Mais au delà de la question de la coopération au développement, telle la mise en place de programmes de renforcement de la compétitivité et de mise à niveau, les pays d’AO n’ont pour la plupart pas inséré l’APE dans leurs projets de réforme et de transformation nationaux. Alors que les négociateurs semblent surtout parer au plus pressé : mettre en place un APE d’ici la fin de l’année 2007, on assiste dans nombreux pays de la région à une dichotomie entre le projet de mise en place d’APE d’une part, (confiné aux ministères du commerce et des finances pour les questions liées à la perte de recettes douanières, et de l’agriculture pour l’identification des produits sensibles), et d’autre part les politiques économiques, sociales et de réforme destinées en principe à assurer le développement durable au niveau national et régional.
Dans ce contexte, la volonté affichée de l’UE d’aboutir à un APE avec l’Afrique de l’Ouest d’ici la fin de l’année 2007 apparaît en contradiction avec les réalités économiques et politiques de la région.
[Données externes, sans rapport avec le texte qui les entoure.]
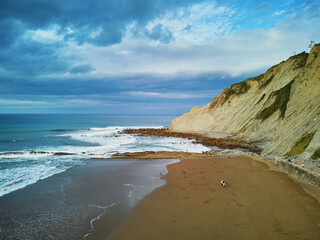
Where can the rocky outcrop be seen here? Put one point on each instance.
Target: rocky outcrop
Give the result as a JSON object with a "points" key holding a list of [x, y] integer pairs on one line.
{"points": [[280, 108]]}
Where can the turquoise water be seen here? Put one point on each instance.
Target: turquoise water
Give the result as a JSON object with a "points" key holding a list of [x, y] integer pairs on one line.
{"points": [[29, 143]]}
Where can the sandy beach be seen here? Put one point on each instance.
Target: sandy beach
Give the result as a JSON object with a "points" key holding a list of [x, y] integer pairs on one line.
{"points": [[258, 203]]}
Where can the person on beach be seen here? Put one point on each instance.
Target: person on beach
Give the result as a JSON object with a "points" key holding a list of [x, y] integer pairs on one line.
{"points": [[223, 183]]}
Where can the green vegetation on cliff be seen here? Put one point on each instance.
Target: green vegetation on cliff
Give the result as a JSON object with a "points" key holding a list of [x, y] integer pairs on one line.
{"points": [[300, 60], [301, 145], [266, 83], [280, 103], [236, 89], [316, 154]]}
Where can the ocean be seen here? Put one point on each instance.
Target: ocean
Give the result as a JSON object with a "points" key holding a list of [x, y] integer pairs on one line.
{"points": [[28, 143], [82, 193]]}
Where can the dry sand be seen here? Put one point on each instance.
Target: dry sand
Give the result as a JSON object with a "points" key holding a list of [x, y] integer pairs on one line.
{"points": [[258, 203]]}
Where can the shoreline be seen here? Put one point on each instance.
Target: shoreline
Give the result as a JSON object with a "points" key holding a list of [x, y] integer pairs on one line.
{"points": [[87, 200], [255, 190]]}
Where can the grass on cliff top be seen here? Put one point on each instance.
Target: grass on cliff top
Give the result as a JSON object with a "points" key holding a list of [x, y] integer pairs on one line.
{"points": [[301, 145], [236, 89], [282, 98], [300, 59], [266, 83], [316, 154]]}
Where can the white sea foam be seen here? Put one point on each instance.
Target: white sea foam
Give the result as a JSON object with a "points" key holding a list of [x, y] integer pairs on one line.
{"points": [[31, 166]]}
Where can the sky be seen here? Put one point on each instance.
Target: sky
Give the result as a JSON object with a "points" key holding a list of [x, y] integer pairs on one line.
{"points": [[141, 56]]}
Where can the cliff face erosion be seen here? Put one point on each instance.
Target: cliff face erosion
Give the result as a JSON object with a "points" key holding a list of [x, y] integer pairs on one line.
{"points": [[280, 108]]}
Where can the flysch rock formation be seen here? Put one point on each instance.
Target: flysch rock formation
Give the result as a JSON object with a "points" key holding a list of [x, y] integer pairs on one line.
{"points": [[280, 108]]}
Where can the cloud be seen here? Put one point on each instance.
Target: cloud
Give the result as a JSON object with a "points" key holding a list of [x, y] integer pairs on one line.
{"points": [[262, 6], [85, 68], [175, 95], [136, 54], [20, 102], [160, 33]]}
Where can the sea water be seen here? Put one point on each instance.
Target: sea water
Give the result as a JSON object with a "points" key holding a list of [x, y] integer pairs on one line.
{"points": [[30, 144]]}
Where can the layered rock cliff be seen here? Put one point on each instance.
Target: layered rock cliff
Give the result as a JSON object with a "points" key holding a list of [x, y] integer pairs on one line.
{"points": [[280, 108]]}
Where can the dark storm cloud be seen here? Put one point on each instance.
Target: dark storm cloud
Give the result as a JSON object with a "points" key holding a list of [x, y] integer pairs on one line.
{"points": [[108, 17], [100, 22], [85, 68], [112, 84], [32, 58], [160, 33]]}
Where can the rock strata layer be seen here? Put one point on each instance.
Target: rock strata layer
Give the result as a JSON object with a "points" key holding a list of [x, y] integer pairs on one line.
{"points": [[280, 108]]}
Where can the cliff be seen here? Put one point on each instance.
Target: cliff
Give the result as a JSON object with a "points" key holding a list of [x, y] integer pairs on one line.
{"points": [[280, 108]]}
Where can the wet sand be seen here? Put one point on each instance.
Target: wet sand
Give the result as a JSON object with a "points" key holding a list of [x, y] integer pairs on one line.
{"points": [[258, 203], [87, 200]]}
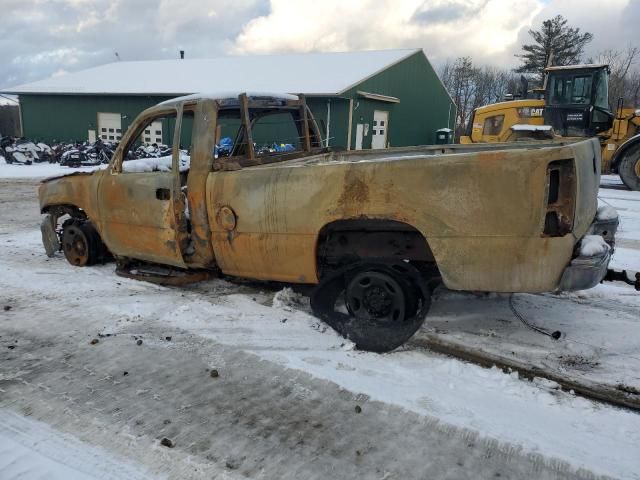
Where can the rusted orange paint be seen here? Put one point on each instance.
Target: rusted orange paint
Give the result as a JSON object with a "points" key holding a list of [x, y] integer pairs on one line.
{"points": [[480, 209]]}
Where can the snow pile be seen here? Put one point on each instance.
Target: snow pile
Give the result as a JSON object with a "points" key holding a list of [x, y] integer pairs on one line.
{"points": [[606, 212], [592, 245], [288, 299], [156, 164]]}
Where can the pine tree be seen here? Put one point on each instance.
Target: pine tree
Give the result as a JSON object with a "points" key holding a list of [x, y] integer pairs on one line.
{"points": [[556, 38]]}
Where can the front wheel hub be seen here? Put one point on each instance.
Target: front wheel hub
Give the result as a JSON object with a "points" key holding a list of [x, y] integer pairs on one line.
{"points": [[375, 296]]}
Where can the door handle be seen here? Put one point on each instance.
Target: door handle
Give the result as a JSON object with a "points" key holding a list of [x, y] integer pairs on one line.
{"points": [[163, 194]]}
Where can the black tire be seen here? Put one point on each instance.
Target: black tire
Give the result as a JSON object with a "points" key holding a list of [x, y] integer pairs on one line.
{"points": [[81, 243], [629, 169], [397, 305]]}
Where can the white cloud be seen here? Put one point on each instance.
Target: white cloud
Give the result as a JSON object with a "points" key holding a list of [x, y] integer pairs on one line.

A vouloir trop pousser dans ce sens, la Commission européenne risque d’être perçue comme dirigiste, usant de sa puissance politique et économique pour imposer sa propre vision dans les négociations. Elle pourrait ainsi se voir accusé de pratiquer la politique «de la carotte et du bâton », utilisant les promesses d’aide et la menace de la perte des préférences commerciales, en vue « d’acheter » ou « de forcer », selon le cas, la conclusion coûte que coûte d’un APE d’ici la date « fatidique » du 31 décembre 2007.
Dans ce contexte, il importe que l’UE tienne compte des difficultés rencontrées par la région AO et qui ont été souligné dans la revue a mi-parcours. Ces difficultés devraient notamment permettre de redéfinir des stratégies plus cohérentes. Dans le même temps, il est crucial que les dirigeants des pays d’Afrique de l’Ouest prennent toutes leurs responsabilités. Ils peuvent le faire d’abord en exprimant clairement et au plus tôt leurs difficultés à mener à terme les négociations d’un APE d’ici la fin 2007 (3) , afin que des mesures appropriées puissent être prises, y compris parmi les pays européens qui soutiennent leur démarche. Mais surtout, ils importe qu’ils prennent leurs responsabilités politiques en mettant en place un programme cohérent de développement de leur pays sur le long terme, dans lequel un APE, dont ils auront eux-mêmes définis le contenu, pourra prendre place. Faute de quoi, les défis de la mise en œuvre d’un APE pourraient fort bien se révéler insurmontables.
Seule une solide volonté politique en Europe et en Afrique de l’Ouest peuvent permettre la mise en cohérence du cadre de coopération économique et commerciale entre les deux régions et les objectifs à long terme de développement au profit des 240 millions d’habitants d’une région parmi les plus pauvres du monde
* Eric Hazard est le responsable de la Campagne sur la Justice économique pour Oxfam International. Cet article a été proposé comme documentation de base à des journalistes mobilisés dans le cadre d’une campagne d’information et de sensibilisation du public sur les négociations autour des Ape.
Notes
1 _ L. Hinkle et al., « Beyond Cotonou: Economic Partnership Agreements in Africa », in R. Newfarmer, Trade, Doha, and Development: A Window into the Issues, Banque mondiale, Washington DC, 2005, pp.267-280.
2 _ Le coefficient d’intégration demeure extrêmement faible, la part des échanges intra régionaux étant de l’ordre de 15 a 20% du commerce total des pays d’AO.
3_ A ce titre, la revue à mi-parcours de l’APE conclue en mai 2007 est une occasion manquée.